I stiffened. “Who is this?”
“You’re not the only Blackwood who wants answers. But be careful, Damien. Not all truths are buried. Some are just waiting to surface.”
Click.
I pulled the phone away, frowning.
Was that real?
Paranoia became stronger and took hold of me.
I didn’t know enough people I felt comfortable talking to about it. My cousin Daniel? No. He was too volatile. My mother? Out of the question—she still didn’t know the full extent of my father’s affairs.
And Ayla?
She was the only one who might give me real answers—but only if I played this exactly right.
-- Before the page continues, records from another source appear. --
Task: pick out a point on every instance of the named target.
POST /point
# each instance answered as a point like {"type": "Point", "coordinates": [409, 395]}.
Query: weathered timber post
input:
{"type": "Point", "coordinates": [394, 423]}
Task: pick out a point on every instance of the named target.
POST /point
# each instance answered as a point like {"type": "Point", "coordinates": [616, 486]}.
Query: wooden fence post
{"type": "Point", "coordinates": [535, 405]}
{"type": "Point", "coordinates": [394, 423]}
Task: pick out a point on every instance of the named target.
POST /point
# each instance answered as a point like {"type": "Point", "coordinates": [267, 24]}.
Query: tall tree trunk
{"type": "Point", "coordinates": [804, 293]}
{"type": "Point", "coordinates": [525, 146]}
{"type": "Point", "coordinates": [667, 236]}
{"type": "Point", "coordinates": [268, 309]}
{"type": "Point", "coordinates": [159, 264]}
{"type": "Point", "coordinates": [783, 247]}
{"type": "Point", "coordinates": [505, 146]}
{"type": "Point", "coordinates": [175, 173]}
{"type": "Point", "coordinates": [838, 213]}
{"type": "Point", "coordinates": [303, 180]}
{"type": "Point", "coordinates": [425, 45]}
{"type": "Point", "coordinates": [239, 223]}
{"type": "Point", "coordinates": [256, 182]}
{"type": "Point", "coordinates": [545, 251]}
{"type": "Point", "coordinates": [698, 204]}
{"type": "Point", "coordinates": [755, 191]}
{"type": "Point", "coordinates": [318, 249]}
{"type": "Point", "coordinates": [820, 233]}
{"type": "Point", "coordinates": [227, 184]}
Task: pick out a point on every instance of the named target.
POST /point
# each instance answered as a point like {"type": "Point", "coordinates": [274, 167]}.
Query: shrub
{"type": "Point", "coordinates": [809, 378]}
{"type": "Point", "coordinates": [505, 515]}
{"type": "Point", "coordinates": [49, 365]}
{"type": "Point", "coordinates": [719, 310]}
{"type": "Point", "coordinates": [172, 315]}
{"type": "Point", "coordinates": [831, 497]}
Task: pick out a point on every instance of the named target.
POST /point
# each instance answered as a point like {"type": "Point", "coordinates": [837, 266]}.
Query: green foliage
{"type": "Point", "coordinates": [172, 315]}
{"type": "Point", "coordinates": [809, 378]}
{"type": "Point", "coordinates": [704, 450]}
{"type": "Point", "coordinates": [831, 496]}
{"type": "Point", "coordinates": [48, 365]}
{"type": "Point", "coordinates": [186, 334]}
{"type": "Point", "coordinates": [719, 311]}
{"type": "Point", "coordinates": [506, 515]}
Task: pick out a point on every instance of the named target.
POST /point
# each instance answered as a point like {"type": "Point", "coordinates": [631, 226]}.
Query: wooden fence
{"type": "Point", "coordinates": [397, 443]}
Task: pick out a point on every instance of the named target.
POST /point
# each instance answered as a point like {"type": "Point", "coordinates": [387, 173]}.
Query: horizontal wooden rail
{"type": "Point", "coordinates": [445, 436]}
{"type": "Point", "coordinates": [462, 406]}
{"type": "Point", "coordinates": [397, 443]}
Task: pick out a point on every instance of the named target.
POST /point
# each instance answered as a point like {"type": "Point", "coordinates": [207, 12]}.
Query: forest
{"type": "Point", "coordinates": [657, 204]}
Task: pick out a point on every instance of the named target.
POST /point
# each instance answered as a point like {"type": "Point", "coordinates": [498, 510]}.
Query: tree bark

I needed to keep her close.
I needed her to trust me.
Which meant I had to stop looking like a threat and start looking like an ally.
Even if it was a lie.
Especially if it was a lie.
Shelves that soared like cathedral walls were around her when I saw her in the library. A velvet chair was her seat and the book lay across her legs, with her tresses hanging downward like a curtain beside her.
She looked… soft, for a moment.
And I hated that it made me pause.
She sensed me before I spoke. “Following me now?”
“I needed some light reading,” I said, leaning against the frame. “Apparently, the house comes with its own mystery novel.”
She ended her reading and glared at them straight. What’s your purpose here?
“A way to reach a decision.”
Why should I agree with you?
Because there is something unique about me that they don’t have.
A small arch of her eyebrow showed Piper’slook of interest. “Oh? And what’s that?”
“The truth,” I said simply. I’m not the same person as my father. I couldn’t care less about upholding his legacy. But I care about what happens to this family. And if you blow it up, you don’t walk away clean either.”
“Do you honestly believe I’ve never done anything to get myself spotted by the authorities?”
You seem to care more deeply than what you show others.
Her eyes grew intently small. What are you looking for if I give you this truth?”
I responded, “To know what you know.” “To see what you’ve seen. No games. No lies. We exchange everything.”
“An alliance?”
“A truce,” I corrected. “Until we both figure out what the hell he was hiding.”
She stood slowly, book forgotten. “And after that?”
I held her gaze. “We’ll see.”
She didn’t agree. Not yet. But she didn’t walk away either.
Which meant I had a chance.
And with Ayla Sinclair, a chance was all I needed.